Thanks for your reply, I just did the MTU change recently to see if it would help, but had the traffic issues beforehand. As per the VM migration, I just tried changing the MTU back to 1500 and it didn’t make a difference. I hadn’t noticed this before as I had my VMs on a shared storage and migrating them from server to server didn’t require migrating the VDIs.
As mentioned before, I just migrated them to local storage to see if it would help with the VMs performance and it did so for now I’ll leave them there, but this creates an issue if I now want to migrate them from one host to another for maintenance on the hosts as the migration process will take hours.
Doing some Google searches, I’ve come across many others experiencing the same issue with migration over 10Gb networks and only about 1Gb transfer speeds. Some have mentioned its a limitation on XCP-NG which doesn’t sound right to me. Unfortunately nobody on any of those posts has replied and confirmed that yes they are able to migrate the VDIs on their 10Gb network at anywhere near 10Gb so I guess it could be a limitation indeed.

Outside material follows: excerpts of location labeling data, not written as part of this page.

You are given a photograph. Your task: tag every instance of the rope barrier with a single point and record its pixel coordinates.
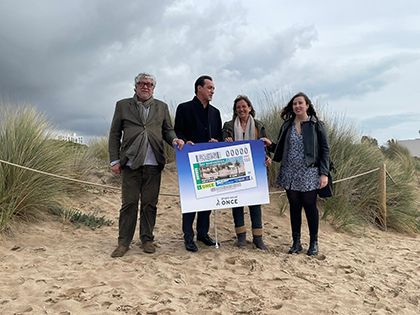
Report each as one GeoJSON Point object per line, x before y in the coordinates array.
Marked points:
{"type": "Point", "coordinates": [163, 194]}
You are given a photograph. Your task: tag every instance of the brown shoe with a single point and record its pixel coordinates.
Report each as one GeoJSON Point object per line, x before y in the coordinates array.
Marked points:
{"type": "Point", "coordinates": [148, 247]}
{"type": "Point", "coordinates": [119, 251]}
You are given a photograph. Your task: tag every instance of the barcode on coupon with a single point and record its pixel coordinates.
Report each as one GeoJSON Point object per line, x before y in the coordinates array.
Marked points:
{"type": "Point", "coordinates": [207, 157]}
{"type": "Point", "coordinates": [231, 186]}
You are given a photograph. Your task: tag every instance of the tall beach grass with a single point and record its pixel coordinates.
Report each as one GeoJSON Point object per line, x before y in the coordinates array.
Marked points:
{"type": "Point", "coordinates": [27, 138]}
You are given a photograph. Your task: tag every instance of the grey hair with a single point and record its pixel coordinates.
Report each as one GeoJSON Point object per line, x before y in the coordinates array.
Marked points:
{"type": "Point", "coordinates": [145, 76]}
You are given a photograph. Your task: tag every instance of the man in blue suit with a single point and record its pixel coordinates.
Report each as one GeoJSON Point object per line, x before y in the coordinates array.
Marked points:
{"type": "Point", "coordinates": [198, 121]}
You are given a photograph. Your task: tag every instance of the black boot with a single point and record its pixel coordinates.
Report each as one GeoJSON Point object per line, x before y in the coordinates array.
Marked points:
{"type": "Point", "coordinates": [257, 240]}
{"type": "Point", "coordinates": [296, 246]}
{"type": "Point", "coordinates": [313, 246]}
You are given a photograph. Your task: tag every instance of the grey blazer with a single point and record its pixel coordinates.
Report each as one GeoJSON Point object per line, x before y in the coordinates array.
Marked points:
{"type": "Point", "coordinates": [126, 124]}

Doh… Yes, it goes through the firewall, I don’t know why I never thought about excluding it. I’ll make those changes and let you know.
Thanks for the great idea.
So I tested a migration again bypassing the firewall now and no change. @xMAXIMUSx by chance, do you have a 10gb connection you can use to migrate VDIs? or 2.5, anything faster than a 1Gb will do and can you confirm you are able to transfer VDIs at a faster speed?
I have 2 desktops at home I was going to do some testing on this morning but just realized they only have 1Gb so they won’t be of much help.
We have 10Gb with xcpng and xen orchestra. We set the migration network on the iscsi network. You might give that a try. Also you might want to set your MTU back to 1500 on all network devices if you haven’t done so already. BTW I only get about 1.5 to 2Gb when migrating. We have really good hardware too and configured properly. It’s just a slow process.
Home>Pool>Advanced
Scroll to the bottom and under “Misc” you will set the default migration network.
OK, so im not getting the 1.5-2Gb you do but my hardware is a bit older so its likely related to that. The problem then is as mentioned before that XCP doesn’t have the capability to go anywhere near the 10Gb speed which is what I was trying to achieve for my disk migrations.
As per hosting the VDIs on a NAS with a 10Gbps connection, I wasn’t seeing the same performance I see when using local storage so I need to just keep testing things out and see where the bottleneck might be.
OK, got it. I was just curiouse as my math isn’t adding up, even at 1Gbps a 100 GB VM should take around 20 min I think and its taking close to 2 hours so I was curiouse what you were seeing.